I posted on social media, looking for an outlet for my outrage and a way to gauge my reaction. Had I put my children at risk by chasing this man? Why didn’t I get any solidarity from the two women who witnessed the entire thing?
I received overwhelming support from both men and women for standing up to my assaulter. A few comments stood out and made me teary with gratitude: “This story is imprinted in my memory, next time someone asks how to raise a feminist son…” and “I want men like that to fear being chased, yelled at and pummeled.” Women I knew and loved reached out to share similar experiences of times when they were touched in public and couldn’t react. They told me they were proud of me, and felt like I was standing up for all women.
The incident forced me to confront some of my own assumptions: Sexual assault doesn’t just happen late at night to women on their way back from a bar. It also happens during the day to harried working moms out with their children.

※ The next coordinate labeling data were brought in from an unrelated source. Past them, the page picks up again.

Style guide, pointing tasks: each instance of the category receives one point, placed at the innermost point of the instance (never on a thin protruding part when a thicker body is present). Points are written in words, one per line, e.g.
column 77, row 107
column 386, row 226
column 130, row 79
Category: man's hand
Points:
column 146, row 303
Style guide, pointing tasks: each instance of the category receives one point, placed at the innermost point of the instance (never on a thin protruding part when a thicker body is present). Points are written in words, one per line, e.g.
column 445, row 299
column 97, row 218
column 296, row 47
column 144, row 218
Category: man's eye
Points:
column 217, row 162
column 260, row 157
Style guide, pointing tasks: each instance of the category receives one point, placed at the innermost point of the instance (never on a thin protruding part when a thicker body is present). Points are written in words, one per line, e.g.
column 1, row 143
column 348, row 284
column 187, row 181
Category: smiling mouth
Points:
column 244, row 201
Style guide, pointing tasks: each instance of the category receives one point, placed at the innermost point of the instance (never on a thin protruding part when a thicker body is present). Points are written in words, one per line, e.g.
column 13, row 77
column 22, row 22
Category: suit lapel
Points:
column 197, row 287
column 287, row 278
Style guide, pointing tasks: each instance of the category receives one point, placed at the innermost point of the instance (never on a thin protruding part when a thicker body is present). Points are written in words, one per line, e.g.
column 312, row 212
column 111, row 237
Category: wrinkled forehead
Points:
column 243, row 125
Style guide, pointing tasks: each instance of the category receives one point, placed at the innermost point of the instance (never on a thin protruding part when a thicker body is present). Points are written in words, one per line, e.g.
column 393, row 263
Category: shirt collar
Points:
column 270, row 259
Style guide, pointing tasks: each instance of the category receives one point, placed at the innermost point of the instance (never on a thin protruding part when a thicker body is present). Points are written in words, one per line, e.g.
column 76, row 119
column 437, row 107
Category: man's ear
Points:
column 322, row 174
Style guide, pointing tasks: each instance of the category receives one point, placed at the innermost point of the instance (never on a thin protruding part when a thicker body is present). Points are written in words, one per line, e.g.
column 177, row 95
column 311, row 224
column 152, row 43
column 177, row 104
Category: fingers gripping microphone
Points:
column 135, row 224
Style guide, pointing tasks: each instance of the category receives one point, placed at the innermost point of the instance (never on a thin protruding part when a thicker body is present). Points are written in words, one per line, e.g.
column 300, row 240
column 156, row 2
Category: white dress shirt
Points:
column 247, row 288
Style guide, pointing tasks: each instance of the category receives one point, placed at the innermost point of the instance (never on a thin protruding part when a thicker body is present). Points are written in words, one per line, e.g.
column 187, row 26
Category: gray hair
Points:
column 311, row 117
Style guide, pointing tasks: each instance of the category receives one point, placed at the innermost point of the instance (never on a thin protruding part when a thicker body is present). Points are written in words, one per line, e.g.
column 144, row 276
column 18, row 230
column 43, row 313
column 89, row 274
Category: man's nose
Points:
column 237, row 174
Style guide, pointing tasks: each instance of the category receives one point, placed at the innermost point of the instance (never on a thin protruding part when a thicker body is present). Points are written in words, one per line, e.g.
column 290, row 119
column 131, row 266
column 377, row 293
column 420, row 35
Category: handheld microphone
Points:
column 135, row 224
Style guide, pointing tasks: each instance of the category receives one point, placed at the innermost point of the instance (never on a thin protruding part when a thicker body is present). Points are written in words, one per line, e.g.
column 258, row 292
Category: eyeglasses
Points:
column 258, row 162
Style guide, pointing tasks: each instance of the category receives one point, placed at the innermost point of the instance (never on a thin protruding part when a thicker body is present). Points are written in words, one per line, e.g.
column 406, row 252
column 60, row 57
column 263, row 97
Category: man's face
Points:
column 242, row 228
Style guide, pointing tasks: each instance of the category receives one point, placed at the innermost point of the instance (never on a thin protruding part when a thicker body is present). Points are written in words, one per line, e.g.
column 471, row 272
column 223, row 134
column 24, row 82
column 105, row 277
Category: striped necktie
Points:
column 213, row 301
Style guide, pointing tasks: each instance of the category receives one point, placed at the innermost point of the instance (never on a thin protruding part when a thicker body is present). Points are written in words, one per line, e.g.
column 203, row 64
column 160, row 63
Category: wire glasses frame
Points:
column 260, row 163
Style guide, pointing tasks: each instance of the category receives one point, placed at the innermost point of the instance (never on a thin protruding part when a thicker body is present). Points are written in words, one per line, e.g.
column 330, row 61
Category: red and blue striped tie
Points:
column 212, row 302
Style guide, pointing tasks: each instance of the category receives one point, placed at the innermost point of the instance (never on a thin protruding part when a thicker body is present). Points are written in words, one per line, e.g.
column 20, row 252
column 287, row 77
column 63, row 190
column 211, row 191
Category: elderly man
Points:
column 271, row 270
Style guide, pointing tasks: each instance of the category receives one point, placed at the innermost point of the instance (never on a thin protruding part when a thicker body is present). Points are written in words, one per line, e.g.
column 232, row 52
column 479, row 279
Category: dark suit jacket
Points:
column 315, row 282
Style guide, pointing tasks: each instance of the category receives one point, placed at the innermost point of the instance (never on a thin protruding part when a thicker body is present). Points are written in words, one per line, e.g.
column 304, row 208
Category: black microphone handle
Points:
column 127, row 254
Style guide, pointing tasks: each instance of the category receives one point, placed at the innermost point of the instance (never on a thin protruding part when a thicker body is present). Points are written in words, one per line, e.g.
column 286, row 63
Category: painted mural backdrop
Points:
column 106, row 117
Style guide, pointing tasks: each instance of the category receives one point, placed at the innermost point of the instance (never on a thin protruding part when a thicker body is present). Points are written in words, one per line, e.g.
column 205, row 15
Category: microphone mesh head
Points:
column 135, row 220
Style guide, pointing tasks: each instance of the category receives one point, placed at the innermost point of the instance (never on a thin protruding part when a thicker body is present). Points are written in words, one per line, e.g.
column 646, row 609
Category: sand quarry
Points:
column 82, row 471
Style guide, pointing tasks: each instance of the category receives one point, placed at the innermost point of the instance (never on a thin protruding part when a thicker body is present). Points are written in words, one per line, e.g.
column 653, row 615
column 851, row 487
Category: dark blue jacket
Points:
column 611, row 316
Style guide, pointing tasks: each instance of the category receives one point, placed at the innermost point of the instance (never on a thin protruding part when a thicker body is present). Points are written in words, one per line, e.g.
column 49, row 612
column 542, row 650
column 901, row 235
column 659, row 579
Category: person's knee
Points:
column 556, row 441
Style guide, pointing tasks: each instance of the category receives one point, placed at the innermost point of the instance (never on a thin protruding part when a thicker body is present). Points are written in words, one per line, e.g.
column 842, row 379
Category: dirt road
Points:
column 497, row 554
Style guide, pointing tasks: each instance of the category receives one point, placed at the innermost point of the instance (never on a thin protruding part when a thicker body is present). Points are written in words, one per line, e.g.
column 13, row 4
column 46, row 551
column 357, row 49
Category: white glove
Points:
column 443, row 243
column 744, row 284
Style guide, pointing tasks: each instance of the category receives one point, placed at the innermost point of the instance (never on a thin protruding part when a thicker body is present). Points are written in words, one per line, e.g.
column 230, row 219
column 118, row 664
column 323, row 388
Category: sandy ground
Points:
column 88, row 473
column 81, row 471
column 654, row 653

I’ve told my kids to show compassion to a fellow kindergartener who lashed out at them, and not to be violent. But a middle-aged predator shouldn’t be given the same respect. Maybe in parenting it’s okay to teach your kids to confront darkness with equal ferocity.
When the police came to take my statement, one of my sons climbed into my lap and demanded that the officer catch him and put him in jail for a million weeks. Even at five he wants to make sure I’m protected.
At bedtime, with my boys snuggled next to me in their pajamas, I asked what they thought when they saw that person touch me. They replied with confident little voices that he was just a bad guy.
I plan on future conversations with my sons about consent, and how as boys they can be both allies and feminists, and I’ll draw on this story of assault as an example. But for now, this can simply be a tale of good versus bad, and they can be comforted by the fact that their mommy stood up and said, “No!”